Une méthode dont Grégory Beugnet (3’36’’46 sur 1 500 m, 28’57 sur 10 km) et Fanny Pruvost (4’14’’89 sur 1 500 m, 33’15 sur 10 km) sont les meilleurs exemples de réussite. « Dans mon entrainement, il y a une grosse base aérobie. Il n’y a pas beaucoup de travail en musculation mais par contre, beaucoup de séances de côtes. Quand j’entraine un minime ou un cadet, je lui apprends déjà ce que c’est de courir 50’. Je lui développe sa VMA et ses qualités de vitesse. Mais le truc c’est d’être franc dès le départ avec lui. Tu ne peux pas dire à un cadet : “tu t’entraines 3 fois par semaine et tu vas être un champion chez les seniors“. Ce n’est pas vrai. Il y a une période où les gens ont voulu donner à l’athlétisme l’image d’un sport facile. Il faut arrêter avec ça. Ce n’est pas fun, ce n’est pas vrai. Le sport à haut niveau, en générale, ce n’est pas fun. Je leur dis donc qu’ils vont progresser mais que ça va être difficile. Même des athlètes mauvais peuvent devenir bons s’ils s’entrainent. Alors quand il y en a un qui a du talent… »
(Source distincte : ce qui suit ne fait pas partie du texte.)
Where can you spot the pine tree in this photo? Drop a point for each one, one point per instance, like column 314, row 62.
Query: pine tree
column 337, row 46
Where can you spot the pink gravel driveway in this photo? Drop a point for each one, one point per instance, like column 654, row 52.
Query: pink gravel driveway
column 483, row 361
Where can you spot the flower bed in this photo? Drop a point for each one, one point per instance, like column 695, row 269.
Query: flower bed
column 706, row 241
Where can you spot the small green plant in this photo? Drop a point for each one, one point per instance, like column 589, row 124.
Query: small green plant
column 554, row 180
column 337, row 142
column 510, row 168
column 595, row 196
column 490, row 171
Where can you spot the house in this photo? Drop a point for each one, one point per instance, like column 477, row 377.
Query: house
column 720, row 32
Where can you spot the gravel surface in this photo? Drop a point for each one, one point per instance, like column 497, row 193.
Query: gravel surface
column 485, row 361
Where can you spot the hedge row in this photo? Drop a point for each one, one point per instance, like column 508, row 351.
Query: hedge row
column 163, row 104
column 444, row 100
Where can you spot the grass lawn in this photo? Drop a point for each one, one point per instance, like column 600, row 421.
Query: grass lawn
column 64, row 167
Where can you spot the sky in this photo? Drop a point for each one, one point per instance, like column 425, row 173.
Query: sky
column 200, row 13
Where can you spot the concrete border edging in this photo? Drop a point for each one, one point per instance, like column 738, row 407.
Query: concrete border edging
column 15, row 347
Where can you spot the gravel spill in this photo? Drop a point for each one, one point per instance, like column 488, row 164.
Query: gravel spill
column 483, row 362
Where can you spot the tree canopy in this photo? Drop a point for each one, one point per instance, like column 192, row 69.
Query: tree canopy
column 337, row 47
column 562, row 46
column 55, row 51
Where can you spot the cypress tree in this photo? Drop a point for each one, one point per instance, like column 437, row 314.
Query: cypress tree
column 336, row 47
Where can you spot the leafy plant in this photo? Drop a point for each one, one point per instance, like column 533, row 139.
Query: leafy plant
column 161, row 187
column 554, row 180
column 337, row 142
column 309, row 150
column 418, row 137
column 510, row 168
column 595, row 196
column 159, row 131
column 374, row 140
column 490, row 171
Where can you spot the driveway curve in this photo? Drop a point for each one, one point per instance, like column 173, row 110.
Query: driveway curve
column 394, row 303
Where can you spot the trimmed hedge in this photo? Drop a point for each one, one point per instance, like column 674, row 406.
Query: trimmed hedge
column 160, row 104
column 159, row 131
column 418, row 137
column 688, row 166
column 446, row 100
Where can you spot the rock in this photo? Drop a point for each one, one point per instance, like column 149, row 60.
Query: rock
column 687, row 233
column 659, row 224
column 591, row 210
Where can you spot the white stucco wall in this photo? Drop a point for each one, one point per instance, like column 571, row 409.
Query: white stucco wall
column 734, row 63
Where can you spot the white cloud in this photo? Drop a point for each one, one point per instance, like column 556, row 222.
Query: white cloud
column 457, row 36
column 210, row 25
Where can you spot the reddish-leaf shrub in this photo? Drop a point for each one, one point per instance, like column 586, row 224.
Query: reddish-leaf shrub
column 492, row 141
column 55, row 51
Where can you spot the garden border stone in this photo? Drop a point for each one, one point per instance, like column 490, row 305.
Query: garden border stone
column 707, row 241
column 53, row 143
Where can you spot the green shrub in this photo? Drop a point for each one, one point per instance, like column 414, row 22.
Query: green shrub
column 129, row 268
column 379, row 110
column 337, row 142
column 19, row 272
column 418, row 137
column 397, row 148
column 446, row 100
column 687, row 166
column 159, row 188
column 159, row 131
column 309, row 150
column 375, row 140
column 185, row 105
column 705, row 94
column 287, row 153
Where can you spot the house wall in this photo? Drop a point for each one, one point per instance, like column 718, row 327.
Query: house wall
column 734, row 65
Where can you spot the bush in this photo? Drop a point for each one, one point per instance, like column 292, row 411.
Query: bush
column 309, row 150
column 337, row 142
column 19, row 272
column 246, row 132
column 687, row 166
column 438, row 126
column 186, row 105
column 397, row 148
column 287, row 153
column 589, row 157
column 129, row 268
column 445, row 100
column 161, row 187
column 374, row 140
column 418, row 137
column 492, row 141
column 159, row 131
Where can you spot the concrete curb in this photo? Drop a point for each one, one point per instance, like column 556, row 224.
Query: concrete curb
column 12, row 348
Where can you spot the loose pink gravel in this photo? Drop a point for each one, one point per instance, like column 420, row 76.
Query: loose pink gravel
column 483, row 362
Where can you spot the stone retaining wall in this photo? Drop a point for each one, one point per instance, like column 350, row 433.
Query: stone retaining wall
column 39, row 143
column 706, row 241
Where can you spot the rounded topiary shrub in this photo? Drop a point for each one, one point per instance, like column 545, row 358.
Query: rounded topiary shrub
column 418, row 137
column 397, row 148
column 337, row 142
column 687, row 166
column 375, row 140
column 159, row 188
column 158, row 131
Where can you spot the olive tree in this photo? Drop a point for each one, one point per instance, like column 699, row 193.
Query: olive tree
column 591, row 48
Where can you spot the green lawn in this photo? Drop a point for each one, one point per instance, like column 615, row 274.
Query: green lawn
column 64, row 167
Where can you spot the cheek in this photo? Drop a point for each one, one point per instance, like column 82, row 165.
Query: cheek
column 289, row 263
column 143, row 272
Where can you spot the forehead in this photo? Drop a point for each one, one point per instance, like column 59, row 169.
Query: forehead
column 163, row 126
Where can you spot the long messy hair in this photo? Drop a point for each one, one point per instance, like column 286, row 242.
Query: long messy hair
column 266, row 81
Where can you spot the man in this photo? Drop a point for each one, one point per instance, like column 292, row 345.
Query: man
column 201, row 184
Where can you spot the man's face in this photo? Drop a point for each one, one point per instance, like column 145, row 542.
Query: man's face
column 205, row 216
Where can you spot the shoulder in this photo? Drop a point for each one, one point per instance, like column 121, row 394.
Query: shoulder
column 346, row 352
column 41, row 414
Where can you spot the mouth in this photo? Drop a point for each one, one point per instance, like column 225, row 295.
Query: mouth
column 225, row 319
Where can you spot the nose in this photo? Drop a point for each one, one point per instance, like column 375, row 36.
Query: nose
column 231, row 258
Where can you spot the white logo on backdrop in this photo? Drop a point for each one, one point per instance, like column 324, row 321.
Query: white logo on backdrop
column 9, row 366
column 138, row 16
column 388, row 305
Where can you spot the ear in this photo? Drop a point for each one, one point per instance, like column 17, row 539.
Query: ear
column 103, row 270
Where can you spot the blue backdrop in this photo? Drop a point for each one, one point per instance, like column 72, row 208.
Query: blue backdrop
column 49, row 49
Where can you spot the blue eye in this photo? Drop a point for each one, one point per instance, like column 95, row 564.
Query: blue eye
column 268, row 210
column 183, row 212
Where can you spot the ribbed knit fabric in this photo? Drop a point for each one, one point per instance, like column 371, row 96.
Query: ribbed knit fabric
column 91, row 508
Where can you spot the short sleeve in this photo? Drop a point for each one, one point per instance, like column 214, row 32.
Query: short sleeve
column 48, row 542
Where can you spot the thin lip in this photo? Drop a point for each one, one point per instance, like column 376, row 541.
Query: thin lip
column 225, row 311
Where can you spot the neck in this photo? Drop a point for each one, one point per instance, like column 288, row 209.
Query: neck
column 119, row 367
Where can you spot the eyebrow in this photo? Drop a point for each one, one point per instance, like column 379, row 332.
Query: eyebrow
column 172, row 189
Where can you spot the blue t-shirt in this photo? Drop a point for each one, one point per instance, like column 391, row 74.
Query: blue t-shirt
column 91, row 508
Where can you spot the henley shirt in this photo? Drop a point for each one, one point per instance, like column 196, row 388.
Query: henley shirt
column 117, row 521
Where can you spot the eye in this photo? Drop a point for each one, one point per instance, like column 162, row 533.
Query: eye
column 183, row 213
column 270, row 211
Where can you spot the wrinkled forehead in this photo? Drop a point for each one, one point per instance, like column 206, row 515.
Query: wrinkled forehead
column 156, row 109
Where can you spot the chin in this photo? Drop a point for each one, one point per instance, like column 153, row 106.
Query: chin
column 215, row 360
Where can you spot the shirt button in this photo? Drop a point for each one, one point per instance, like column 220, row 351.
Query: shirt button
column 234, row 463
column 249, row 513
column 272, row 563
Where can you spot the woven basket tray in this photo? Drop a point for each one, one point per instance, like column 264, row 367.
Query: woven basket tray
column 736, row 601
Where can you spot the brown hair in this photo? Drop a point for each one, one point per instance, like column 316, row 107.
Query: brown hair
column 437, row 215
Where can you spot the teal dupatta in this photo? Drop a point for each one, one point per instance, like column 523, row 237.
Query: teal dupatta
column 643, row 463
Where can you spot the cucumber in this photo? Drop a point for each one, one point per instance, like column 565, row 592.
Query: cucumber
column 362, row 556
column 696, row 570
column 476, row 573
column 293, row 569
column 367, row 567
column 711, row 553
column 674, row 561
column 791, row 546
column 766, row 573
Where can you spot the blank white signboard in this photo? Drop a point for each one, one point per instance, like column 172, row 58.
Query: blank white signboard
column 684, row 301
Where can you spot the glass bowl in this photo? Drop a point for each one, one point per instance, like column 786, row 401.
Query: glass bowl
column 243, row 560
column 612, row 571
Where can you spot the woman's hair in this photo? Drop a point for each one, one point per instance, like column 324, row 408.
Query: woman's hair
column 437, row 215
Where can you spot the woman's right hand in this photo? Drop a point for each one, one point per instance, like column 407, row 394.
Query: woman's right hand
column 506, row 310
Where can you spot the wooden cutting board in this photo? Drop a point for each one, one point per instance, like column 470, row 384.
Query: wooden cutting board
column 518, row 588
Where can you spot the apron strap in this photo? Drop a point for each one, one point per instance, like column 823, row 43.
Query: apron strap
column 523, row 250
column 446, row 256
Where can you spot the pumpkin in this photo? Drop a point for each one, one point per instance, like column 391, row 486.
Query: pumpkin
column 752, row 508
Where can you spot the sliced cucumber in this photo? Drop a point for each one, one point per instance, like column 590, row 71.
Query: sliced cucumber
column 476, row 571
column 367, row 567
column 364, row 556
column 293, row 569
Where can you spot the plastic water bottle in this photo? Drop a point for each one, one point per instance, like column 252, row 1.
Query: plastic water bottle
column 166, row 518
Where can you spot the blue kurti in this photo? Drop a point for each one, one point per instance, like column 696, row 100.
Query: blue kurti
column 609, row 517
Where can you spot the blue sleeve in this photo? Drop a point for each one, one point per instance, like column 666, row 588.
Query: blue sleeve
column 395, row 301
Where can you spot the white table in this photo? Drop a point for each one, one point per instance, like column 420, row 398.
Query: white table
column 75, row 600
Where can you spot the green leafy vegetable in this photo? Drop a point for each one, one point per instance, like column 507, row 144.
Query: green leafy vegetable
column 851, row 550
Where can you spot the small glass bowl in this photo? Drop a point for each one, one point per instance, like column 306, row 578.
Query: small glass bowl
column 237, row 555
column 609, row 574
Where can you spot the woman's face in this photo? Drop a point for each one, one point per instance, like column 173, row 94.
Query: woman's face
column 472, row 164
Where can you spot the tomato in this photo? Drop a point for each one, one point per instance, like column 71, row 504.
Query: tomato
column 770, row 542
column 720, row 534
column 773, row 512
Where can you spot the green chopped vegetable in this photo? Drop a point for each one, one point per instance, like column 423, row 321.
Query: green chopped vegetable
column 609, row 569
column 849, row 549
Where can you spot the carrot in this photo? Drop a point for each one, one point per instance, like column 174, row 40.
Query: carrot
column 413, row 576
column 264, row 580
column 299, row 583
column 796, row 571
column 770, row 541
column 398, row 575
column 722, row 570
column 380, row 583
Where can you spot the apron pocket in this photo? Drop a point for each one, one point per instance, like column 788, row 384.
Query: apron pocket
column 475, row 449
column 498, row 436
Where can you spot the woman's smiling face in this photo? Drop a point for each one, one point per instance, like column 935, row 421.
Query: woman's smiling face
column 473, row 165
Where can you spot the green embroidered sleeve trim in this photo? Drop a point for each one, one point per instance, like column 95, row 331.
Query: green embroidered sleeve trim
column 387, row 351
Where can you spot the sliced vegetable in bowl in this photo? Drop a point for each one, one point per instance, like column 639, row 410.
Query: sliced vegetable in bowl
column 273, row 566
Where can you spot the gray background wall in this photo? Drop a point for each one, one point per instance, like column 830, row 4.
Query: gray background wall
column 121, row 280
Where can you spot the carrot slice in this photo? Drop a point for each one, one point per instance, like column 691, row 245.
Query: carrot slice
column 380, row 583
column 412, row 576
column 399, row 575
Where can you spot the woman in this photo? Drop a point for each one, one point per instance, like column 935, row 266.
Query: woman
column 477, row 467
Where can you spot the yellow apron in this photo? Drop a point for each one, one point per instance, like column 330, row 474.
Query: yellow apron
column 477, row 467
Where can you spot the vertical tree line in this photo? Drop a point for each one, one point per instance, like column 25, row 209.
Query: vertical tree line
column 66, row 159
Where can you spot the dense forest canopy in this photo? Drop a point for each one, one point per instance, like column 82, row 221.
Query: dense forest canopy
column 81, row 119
« Un mec comme Thomas Veilleroy aurait pu faire comme Greg Beugnet »

Des athlètes doués, il en a vus passer, à l’image de Thomas Veilleroy (3’45’’07 sur 1 500 m en 2007). « Un mec comme Thomas Veilleroy, était très doué. Ce que Greg (Beugnet) a fait, il aurait pu le faire. Mais il a toujours été regardant à l’entrainement sur le volume. Et au moment où il a souhaité plus s’investir, il a eu son accident de chasse. »

« Ses » athlètes, même s’il n’aime pas ce terme, il les a pour la plupart aimés, et surtout aidés. Loin de l’image froide qu’il peut dégager à travers ses yeux bleus perçants qu’on croise sur les compétitions. « Je suis quelqu’un de froid en apparence. Je ne parle pas beaucoup. Mais humainement, je suis juste. Je suis sévère s’il faut l’être mais je ne suis pas un dictateur. Je suis peut-être même trop gentil. J’ai souvent été trop gentil avec mes athlètes. Evidemment, il y a des athlètes comme Greg avec qui j’ai dû aller au combat pour les pousser. Parce qu’il fallait le faire, mais je ne suis pas dur. »

Très proche de ses athlètes

Par contre, sortir des règles du groupe est un aller sans retour. « Je suis un gentil. Je rigole beaucoup. Je suis un chambreur. Je comprends vite les gens, leurs attitudes, leurs comportements. J’aime bien les gens francs mais je n’aime pas les profiteurs. J’aime bien rencontrer des gens comme moi. Donc, quand j’entraine quelqu’un, je veux bien cautionner certaines choses mais je suis quelqu’un de droit. Et donc quand une personne n’agit pas comme il le faut, je dis stop. Il y a des règles. Un mec qui m’envoie un message pour avoir son plan alors que j’attends toujours son retour des séances précédentes, il me le fait une fois mais après, basta ! »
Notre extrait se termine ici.